In Cochran's case, Illinois' Sheet Metal Workers Union Local 73 pension fund erroneously overpaid him and 588 others by a whopping $5.2 million between 1974 and 2004. In 2013, nearly a decade after it discovered the errors during an audit, the plan sent letters to the retirees informing them of the miscalculation and seeking return of the overpayment along with 7.25 percent interest.
Perry Kinard, 76, was sick with worry after he was notified of a pension overpayment. The retired New York City transit worker still bears the scars on his chest, and a bullet in his head, from thugs he encountered on the job. A man stabbed him in the lung in 1978 as he mopped the stairs at a subway station. In 1990, another man shot him in the head on a subway platform. He retired on disability at age 54.
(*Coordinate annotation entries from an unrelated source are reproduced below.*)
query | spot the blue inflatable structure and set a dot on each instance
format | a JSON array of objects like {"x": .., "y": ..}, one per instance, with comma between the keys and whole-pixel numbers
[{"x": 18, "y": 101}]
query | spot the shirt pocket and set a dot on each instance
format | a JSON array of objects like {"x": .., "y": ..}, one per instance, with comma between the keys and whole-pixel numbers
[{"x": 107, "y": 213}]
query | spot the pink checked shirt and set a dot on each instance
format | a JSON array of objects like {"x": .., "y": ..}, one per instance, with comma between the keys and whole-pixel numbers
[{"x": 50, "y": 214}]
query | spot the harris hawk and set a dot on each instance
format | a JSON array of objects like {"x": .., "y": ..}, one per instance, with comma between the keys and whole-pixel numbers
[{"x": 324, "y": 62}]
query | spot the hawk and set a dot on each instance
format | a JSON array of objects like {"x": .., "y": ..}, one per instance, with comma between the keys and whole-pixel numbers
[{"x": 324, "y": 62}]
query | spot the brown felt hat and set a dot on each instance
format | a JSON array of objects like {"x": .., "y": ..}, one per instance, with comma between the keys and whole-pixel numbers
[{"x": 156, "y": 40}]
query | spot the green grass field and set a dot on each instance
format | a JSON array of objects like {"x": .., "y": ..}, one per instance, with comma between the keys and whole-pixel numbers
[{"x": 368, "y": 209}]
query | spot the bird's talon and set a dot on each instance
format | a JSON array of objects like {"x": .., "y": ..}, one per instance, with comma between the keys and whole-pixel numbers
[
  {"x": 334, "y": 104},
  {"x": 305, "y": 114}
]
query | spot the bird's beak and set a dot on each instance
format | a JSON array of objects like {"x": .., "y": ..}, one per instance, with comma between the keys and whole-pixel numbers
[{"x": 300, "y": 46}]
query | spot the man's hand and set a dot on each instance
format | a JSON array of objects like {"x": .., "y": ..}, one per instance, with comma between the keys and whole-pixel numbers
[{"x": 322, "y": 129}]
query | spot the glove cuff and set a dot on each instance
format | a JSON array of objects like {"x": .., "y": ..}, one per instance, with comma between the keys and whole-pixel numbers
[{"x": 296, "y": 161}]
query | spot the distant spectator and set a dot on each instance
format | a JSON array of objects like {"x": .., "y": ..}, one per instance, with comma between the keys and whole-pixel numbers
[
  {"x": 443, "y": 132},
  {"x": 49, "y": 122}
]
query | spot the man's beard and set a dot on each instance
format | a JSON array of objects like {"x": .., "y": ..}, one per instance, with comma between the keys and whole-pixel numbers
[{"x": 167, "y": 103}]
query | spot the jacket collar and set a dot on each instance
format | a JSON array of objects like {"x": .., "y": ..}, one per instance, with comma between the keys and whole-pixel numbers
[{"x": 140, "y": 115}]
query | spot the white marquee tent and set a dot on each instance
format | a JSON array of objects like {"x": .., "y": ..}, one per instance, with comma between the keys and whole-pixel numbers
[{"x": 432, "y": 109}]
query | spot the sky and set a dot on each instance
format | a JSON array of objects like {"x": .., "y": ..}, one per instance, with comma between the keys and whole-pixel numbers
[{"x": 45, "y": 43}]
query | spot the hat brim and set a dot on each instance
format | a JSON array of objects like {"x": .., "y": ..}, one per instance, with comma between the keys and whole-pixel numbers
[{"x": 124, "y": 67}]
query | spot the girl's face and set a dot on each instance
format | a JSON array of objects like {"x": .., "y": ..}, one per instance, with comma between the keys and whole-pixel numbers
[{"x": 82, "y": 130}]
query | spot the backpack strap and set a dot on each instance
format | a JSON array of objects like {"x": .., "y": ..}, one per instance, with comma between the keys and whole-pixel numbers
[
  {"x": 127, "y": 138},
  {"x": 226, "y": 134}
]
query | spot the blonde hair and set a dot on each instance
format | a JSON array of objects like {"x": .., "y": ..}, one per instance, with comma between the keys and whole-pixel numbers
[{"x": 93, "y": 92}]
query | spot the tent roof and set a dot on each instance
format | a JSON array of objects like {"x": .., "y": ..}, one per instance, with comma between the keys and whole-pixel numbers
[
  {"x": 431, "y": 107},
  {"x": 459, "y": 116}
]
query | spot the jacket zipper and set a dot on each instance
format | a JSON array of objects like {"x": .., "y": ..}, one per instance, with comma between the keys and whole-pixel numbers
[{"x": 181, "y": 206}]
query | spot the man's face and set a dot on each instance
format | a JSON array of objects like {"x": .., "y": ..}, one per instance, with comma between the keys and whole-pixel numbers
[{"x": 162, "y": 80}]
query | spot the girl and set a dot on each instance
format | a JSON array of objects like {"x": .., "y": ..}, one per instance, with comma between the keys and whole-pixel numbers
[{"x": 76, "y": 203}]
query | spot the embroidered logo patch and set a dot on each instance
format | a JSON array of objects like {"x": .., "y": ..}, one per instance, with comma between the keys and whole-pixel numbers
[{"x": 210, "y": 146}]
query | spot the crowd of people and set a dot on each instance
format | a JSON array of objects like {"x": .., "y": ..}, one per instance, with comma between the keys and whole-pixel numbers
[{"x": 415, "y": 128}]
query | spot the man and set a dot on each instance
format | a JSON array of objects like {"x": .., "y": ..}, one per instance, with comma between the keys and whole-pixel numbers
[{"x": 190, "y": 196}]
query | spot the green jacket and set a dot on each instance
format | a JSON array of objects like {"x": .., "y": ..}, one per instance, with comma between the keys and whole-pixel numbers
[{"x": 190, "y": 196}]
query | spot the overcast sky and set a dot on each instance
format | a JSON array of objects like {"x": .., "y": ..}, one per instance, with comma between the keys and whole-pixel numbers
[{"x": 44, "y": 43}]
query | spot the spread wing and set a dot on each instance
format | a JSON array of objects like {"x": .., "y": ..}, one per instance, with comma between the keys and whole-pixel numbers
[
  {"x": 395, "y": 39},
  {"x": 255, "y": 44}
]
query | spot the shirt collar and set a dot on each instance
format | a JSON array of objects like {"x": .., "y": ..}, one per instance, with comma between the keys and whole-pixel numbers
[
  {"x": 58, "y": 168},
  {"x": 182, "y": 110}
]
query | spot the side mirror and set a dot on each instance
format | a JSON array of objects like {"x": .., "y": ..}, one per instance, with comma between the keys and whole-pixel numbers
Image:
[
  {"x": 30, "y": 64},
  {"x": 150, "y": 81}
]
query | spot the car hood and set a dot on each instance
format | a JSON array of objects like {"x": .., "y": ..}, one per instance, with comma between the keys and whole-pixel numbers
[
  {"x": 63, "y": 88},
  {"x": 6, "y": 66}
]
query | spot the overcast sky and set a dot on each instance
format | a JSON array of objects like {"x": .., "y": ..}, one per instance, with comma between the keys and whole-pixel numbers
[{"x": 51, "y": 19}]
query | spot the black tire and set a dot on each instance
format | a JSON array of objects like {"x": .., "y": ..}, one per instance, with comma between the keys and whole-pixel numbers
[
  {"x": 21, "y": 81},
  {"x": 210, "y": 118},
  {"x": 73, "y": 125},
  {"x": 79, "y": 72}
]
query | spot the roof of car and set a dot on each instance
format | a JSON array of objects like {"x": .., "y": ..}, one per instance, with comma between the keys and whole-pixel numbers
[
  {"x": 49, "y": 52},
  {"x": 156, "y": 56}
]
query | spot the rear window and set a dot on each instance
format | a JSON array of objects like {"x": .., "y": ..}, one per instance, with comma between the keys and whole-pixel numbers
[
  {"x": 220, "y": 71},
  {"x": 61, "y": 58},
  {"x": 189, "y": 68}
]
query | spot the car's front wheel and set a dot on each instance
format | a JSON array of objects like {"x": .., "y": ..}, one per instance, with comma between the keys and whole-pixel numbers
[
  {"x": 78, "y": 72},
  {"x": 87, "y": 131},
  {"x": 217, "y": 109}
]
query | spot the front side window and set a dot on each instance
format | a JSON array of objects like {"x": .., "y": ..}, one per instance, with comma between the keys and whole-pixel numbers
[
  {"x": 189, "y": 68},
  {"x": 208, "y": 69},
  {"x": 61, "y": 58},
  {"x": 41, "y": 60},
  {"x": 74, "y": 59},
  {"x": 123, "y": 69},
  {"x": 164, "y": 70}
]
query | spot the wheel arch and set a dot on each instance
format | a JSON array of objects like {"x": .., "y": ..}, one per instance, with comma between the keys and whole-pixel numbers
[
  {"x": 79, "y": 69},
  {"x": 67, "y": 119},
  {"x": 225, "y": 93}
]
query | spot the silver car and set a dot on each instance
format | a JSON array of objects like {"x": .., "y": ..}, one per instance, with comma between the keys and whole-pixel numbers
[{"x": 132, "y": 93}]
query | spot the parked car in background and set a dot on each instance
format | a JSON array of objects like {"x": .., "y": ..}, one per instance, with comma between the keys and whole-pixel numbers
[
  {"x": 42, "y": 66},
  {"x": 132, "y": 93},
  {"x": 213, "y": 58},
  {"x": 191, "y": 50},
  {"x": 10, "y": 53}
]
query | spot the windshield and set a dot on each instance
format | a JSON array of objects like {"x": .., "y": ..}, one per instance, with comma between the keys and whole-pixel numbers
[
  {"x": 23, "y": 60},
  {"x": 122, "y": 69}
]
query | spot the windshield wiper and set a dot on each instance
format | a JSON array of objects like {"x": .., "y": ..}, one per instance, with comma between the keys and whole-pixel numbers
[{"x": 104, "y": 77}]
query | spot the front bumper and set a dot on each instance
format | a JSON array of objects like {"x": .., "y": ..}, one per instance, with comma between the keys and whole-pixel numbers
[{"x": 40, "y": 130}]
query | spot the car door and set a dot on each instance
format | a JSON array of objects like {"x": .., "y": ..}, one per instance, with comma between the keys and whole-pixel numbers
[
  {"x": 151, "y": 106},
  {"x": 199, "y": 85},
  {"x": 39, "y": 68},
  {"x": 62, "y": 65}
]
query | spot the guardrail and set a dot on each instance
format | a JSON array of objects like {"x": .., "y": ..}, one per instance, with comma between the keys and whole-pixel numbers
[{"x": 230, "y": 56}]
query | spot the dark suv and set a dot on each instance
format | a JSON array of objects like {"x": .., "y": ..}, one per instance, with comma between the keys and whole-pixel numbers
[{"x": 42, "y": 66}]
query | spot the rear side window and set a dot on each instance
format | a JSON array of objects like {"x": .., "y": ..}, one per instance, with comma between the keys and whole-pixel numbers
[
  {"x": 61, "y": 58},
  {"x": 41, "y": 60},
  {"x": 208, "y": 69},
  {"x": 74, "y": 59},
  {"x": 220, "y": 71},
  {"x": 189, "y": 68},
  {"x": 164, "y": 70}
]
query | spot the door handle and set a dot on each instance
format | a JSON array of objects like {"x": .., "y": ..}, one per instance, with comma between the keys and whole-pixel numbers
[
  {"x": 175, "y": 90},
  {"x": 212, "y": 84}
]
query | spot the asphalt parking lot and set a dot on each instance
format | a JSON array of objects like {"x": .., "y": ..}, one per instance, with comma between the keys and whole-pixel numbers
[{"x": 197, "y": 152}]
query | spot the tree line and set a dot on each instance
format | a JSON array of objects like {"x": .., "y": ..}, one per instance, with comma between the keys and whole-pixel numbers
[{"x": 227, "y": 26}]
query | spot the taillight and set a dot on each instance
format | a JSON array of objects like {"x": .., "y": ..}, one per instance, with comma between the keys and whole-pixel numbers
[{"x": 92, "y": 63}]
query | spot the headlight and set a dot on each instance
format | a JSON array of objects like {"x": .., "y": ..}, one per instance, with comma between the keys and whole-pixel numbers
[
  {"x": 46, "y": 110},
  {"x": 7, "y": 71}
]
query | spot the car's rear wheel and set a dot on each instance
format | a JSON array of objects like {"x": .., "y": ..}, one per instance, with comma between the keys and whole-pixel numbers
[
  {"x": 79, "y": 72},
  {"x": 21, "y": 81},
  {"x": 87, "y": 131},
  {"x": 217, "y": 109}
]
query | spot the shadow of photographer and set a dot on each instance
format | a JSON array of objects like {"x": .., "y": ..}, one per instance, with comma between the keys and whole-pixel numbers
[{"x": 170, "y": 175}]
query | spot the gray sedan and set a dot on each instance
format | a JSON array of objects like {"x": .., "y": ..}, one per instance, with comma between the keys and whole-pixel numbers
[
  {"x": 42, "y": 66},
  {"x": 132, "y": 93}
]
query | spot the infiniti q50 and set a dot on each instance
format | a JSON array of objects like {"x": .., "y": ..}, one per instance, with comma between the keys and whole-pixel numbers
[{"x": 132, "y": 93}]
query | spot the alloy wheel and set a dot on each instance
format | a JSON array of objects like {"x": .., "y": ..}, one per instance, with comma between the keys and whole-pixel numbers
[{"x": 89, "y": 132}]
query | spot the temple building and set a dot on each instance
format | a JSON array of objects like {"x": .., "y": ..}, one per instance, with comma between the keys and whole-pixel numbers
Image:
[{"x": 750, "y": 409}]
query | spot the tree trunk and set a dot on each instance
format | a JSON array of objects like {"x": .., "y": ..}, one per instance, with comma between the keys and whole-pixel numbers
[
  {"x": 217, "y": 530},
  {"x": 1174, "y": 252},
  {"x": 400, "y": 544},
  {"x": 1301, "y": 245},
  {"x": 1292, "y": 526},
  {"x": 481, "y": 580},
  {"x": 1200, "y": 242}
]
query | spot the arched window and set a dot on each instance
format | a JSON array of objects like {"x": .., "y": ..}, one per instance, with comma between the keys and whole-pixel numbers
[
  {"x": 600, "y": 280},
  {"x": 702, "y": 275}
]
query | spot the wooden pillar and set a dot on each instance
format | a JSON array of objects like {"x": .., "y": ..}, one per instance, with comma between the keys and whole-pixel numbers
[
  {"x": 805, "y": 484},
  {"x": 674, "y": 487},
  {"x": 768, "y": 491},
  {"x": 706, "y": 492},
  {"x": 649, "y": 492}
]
Today Kinard is struggling to adjust to his $5-a-month pension reduced from $1,414 after the New York City Employee Retirement System (NYCERS) said it had overpaid him $163,423 over 22 years. It said his disability pension should have been offset by his workers' compensation payments. It withheld all but $5 a month to recoup the excess payments.
"It's like I worked all my life for nothing," he says. "They took everything from me."
Millions Could See Cuts
Tucked into the massive budget bill passed by Congress in December was a provision permitting certain financially troubled multiemployer pension plans to cut existing benefits potentially to hundreds of thousands of retirees who are under age 80.